After procrastinating for ages, I finally got around to ordering more green Zometool struts last week. The new pieces arrived yesterday which meant today’s project was going to involve green Zometool struts one way or another.

Flipping open our Zome Geometry book . . . .

I stumbled on a great project – building the surface formed by five tetrahedrons in a dodecahedron.  Here’s an old tweet from the American Mathematical Society that shows this shape:

That tweet inspired an old project where we actually built the tetrahedrons inside of the dodecahedron:

Five Tetrahedrons in a Dodecahedron

Now we had enough green pieces to actually build the surface!  It was a fun -though very challenging – project.    One challenge that we’d not encountered before was that the pieces of this surface can only be built if the pieces are in a specific orientation.  Even with the clear instructions in the Zome Geometry book, figuring out that orientation took a while.

But . . . we did it!

After we finished the build the kids had lots of great things to say about the shapes.  We started off the conversation by looking at the AMS tweet:

Next up – their thoughts while holding the shape in their hands:

After that short discussion, we moved to the floor to look at one tetrahedron inside of a dodecahedron:

Finally, during the build the boys noticed an interesting shape that lived inside of intersection of the 5 tetrahedrons. It turns out that this shape is pretty cool, too. It is an Archimedian Solid known as the Rhombicosidodecahedron

The shape that my older son references in the video is the shape we made in this project:

A Stellated 120 cell made from our Zometool set

So, a super fun project. I’m really excited to have a bunch of green struts now – can’t wait to see what other projects we can work on using the new pieces!

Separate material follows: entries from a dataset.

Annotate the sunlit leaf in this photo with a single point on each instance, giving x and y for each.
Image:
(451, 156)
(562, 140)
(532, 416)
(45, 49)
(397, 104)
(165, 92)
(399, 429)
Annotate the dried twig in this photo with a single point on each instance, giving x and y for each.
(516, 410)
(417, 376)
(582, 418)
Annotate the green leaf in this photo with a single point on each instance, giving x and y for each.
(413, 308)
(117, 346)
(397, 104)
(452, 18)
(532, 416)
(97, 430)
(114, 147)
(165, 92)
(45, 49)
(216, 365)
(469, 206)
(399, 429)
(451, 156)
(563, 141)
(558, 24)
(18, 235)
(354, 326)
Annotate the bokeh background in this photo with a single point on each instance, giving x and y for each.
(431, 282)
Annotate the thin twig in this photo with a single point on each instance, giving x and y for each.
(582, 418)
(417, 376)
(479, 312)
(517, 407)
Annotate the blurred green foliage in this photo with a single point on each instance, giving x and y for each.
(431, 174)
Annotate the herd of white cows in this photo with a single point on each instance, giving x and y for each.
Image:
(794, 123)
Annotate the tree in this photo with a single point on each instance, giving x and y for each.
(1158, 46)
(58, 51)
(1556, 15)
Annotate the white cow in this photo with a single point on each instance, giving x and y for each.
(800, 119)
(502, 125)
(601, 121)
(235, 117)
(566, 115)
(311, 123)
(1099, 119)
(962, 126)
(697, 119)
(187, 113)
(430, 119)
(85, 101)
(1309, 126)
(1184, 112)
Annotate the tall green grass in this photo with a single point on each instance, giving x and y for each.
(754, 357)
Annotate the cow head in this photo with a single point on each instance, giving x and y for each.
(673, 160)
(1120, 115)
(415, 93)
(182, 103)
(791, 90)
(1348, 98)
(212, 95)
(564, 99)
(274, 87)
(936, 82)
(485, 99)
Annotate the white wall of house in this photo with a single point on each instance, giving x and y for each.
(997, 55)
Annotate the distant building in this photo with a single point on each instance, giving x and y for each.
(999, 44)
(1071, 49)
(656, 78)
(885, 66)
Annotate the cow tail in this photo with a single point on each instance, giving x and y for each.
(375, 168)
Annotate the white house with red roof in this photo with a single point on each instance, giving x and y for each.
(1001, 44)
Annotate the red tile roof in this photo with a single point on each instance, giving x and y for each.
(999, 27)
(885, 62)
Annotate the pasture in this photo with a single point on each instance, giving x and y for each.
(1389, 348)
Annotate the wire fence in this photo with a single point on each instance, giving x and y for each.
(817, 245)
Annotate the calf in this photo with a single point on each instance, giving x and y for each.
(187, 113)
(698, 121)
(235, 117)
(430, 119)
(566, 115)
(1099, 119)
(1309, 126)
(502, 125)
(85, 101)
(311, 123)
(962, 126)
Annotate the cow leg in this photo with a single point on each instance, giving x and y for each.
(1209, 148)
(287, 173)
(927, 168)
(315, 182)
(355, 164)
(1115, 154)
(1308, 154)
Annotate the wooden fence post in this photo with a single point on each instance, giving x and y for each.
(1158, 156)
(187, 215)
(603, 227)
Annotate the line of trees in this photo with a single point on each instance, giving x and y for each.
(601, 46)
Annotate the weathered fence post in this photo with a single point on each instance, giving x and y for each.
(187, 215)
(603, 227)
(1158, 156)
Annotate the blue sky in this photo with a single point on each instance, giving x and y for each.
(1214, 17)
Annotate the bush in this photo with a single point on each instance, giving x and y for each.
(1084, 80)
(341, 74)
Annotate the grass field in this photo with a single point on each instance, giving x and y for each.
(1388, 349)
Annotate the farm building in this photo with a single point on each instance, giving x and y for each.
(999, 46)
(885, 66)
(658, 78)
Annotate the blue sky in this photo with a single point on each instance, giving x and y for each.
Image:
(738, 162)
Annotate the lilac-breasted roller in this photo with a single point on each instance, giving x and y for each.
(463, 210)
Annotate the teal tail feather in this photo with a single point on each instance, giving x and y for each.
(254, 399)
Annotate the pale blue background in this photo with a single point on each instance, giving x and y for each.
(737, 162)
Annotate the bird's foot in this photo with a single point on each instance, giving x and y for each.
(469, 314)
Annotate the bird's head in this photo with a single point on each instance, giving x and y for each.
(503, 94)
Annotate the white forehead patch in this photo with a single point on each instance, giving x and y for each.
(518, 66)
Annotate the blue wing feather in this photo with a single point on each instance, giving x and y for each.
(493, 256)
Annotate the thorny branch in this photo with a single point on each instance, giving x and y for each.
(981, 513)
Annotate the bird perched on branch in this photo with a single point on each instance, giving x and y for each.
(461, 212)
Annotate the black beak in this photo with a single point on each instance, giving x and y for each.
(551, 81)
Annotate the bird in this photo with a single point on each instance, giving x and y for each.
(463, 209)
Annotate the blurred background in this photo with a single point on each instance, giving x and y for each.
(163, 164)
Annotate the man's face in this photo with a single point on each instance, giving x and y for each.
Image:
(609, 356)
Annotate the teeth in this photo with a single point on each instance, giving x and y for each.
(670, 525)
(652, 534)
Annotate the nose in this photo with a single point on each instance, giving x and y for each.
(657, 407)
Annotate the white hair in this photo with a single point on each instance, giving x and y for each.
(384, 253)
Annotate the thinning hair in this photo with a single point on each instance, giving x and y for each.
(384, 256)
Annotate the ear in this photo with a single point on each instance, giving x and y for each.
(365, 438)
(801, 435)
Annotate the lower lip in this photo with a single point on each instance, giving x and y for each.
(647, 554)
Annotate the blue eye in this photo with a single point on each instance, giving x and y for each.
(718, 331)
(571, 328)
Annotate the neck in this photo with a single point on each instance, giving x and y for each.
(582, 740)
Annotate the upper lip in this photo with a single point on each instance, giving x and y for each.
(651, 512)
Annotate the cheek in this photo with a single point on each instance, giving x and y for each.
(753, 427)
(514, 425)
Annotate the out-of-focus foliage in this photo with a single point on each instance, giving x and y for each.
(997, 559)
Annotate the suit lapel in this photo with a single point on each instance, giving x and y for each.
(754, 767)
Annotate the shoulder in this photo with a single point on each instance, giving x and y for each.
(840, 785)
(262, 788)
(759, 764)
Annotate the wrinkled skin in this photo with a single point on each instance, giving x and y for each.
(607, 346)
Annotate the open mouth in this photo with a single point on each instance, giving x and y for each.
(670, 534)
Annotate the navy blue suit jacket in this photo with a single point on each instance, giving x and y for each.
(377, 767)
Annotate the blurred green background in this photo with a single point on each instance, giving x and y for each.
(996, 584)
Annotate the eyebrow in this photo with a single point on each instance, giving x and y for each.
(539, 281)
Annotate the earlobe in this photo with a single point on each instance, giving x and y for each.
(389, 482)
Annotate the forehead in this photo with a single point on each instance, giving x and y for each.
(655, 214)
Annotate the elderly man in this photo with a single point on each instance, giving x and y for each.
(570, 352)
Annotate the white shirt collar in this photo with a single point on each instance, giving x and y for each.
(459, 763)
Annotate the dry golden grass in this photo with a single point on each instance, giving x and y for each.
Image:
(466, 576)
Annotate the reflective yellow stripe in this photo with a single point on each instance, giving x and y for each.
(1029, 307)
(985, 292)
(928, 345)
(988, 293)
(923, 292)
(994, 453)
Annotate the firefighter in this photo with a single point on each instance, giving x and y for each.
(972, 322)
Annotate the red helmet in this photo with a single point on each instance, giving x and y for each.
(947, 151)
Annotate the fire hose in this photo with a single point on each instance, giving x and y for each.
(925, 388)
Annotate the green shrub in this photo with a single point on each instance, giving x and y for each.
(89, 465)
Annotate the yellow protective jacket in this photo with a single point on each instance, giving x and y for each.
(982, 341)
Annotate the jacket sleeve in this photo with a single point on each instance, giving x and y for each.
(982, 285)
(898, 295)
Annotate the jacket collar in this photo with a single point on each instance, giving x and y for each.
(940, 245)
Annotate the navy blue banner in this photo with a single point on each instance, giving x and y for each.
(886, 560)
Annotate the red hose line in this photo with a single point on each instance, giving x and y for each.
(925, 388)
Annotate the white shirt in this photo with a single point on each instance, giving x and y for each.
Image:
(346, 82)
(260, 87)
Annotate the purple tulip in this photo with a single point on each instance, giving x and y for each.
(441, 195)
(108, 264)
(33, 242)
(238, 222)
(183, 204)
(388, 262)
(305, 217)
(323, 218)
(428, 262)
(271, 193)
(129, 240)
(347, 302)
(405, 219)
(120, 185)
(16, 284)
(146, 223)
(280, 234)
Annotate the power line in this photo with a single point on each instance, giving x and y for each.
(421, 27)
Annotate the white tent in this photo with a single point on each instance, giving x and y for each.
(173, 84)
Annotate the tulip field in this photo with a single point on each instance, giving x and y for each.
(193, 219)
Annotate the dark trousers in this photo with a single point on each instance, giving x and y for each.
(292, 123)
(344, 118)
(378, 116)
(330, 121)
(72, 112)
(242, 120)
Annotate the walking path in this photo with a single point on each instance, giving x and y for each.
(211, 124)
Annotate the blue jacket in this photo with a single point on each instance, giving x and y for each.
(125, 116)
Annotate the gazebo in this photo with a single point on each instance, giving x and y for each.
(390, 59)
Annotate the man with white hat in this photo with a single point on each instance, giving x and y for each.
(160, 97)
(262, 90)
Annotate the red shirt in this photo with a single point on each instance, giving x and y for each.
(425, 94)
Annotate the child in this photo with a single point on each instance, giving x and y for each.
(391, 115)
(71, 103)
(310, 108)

## 2 thoughts on “Revisiting 5 tetrahedrons in a dodecahedron”

1. Jacob Rus says:

Did you guys notice that the last shape you made is basically the same shape as the Zometool balls themselves? If you made enough of those you might be able to use them for making supersized Zome shapes.

(Actually I think to get exactly the same shape as the tiny Zome balls you might want to use the next size up of blue struts as the sides of the triangles, turning all the squares into rectangles.)

2. (Notice that with this shape you have a face perpendicular to every hole direction in the Zome system.)